Um homem identificado como Talisson Brasil de 27 anos, denuncia ter sido falsamente acusado de furto, constrangido por seguranças e exposto publicamente dentro de uma unidade do Atakarejo, em Salvador, na última sexta-feira (16). O caso foi registrado em vídeo por testemunhas e agora é alvo de medidas judiciais nas esferas cível e criminal.
Segundo Talisson, ele estava no mercado no início da noite, perto do horário de fechamento, fazendo compras para casa. “Eu estava com meu carrinho, comprando coisas para minha filha. O mercado estava cheio, aquela correria de fim de expediente. Em momento nenhum peguei nada de ninguém”, relatou.

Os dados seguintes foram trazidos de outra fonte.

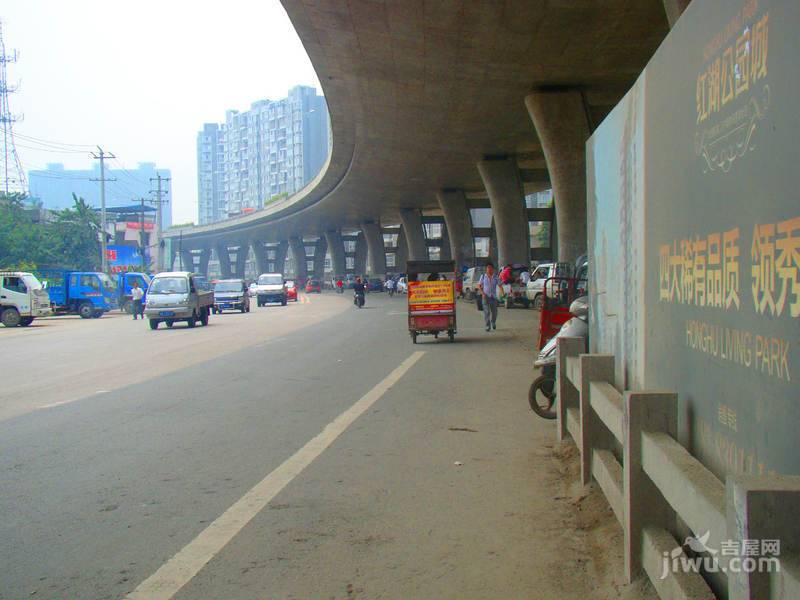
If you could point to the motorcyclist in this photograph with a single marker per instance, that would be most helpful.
(359, 290)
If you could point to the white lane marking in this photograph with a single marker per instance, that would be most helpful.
(55, 404)
(181, 568)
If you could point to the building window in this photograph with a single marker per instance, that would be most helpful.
(481, 217)
(539, 233)
(433, 231)
(482, 247)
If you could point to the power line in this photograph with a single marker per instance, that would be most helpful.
(7, 119)
(31, 138)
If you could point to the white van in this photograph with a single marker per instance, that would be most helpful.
(22, 299)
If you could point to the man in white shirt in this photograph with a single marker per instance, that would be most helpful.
(136, 297)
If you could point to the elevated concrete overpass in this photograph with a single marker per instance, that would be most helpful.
(438, 106)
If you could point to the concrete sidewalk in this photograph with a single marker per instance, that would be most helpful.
(448, 487)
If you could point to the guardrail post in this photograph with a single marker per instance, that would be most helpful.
(567, 394)
(761, 510)
(644, 504)
(594, 367)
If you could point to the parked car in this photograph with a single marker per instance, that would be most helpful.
(374, 284)
(231, 294)
(291, 290)
(22, 299)
(178, 296)
(470, 282)
(270, 287)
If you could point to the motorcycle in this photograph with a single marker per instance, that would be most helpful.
(542, 393)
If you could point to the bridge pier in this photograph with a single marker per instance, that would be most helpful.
(560, 121)
(299, 256)
(503, 185)
(241, 259)
(414, 236)
(458, 226)
(336, 248)
(376, 253)
(187, 260)
(320, 250)
(205, 256)
(224, 258)
(260, 252)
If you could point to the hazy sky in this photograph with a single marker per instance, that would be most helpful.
(141, 77)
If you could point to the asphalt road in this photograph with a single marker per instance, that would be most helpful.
(309, 451)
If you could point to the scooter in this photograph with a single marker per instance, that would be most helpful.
(542, 393)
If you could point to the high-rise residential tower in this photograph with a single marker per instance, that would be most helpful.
(271, 150)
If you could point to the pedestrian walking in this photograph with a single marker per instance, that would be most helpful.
(488, 287)
(136, 297)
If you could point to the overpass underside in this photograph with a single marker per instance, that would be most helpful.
(440, 110)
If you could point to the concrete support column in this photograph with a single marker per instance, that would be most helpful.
(319, 258)
(674, 9)
(360, 263)
(504, 187)
(205, 256)
(187, 260)
(415, 237)
(241, 259)
(260, 252)
(336, 248)
(560, 121)
(401, 256)
(299, 255)
(376, 254)
(459, 226)
(280, 256)
(224, 260)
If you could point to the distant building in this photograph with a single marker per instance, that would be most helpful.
(271, 150)
(53, 187)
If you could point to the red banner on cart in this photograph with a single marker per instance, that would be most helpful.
(431, 296)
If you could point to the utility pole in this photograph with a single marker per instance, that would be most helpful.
(102, 156)
(158, 202)
(141, 236)
(7, 121)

Ainda de acordo com a vítima, uma mulher que estava no local com acompanhantes o acusou de ter furtado duas bolsas e chamou a segurança do estabelecimento. “O segurança parou na minha frente, não explicou nada e mandou eu esperar. Depois disse que eu estava sendo acusado de furto. A mulher veio junto e passou a me acusar”, contou.
Talisson afirma que chegou a mostrar o conteúdo do carrinho, e nada foi encontrado. “Ela conferiu e viu que não tinha nada. Mesmo assim, o funcionário continuou insistindo que eu tinha pegado, tem vídeo dele dizendo para eu falar onde escondi a bolsa”, disse.
Segundo a vítima, após uma nova verificação, o funcionário do mercado admitiu que tudo não passou de um engano. Mesmo assim, a mulher acionou a polícia.
Polícia não registrou ocorrência por injúria racial
Uma viatura da 14ª CIPM foi chamada ao local. Talisson afirma que não foi ouvido pelos policiais. “Eles só ouviram ela. Disseram que não iam fazer boletim de ocorrência porque os pertences dela apareceram. Eu pedi para registrar por injúria racial e constrangimento, mas o policial disse que não ia registrar”, relatou.
Ainda segundo Talisson, um dos policiais teria afirmado que “contra fatos não há argumentos”, mesmo não havendo qualquer prova contra ele. “Eu me senti julgado ali. Eu não fiz nada. Eu dei meu nome completo, falei pra ela chamar a polícia. Eu não devo nada. Sou pai de família, sou trabalhador, trabalho ao lado desse atacarejo e quero justiça”, disse.
Vídeos e medidas judiciais
O caso foi filmado por clientes e testemunhas e as imagens devem ser usadas como prova nos processos.
De acordo com a defesa de Talisson, o advogado Adriano de Almeida, do escritório Durão & Almeida, Pontes advogados associados, já foram adotadas medidas na esfera criminal e está sendo preparada uma ação cível por danos morais contra os responsáveis. “Houve uma sequência de abusos: a acusação sem prova, a exposição pública, a insistência na abordagem e a recusa em registrar a ocorrência por injúria racial. As imagens são claras e o caso é grave”, afirma a defesa.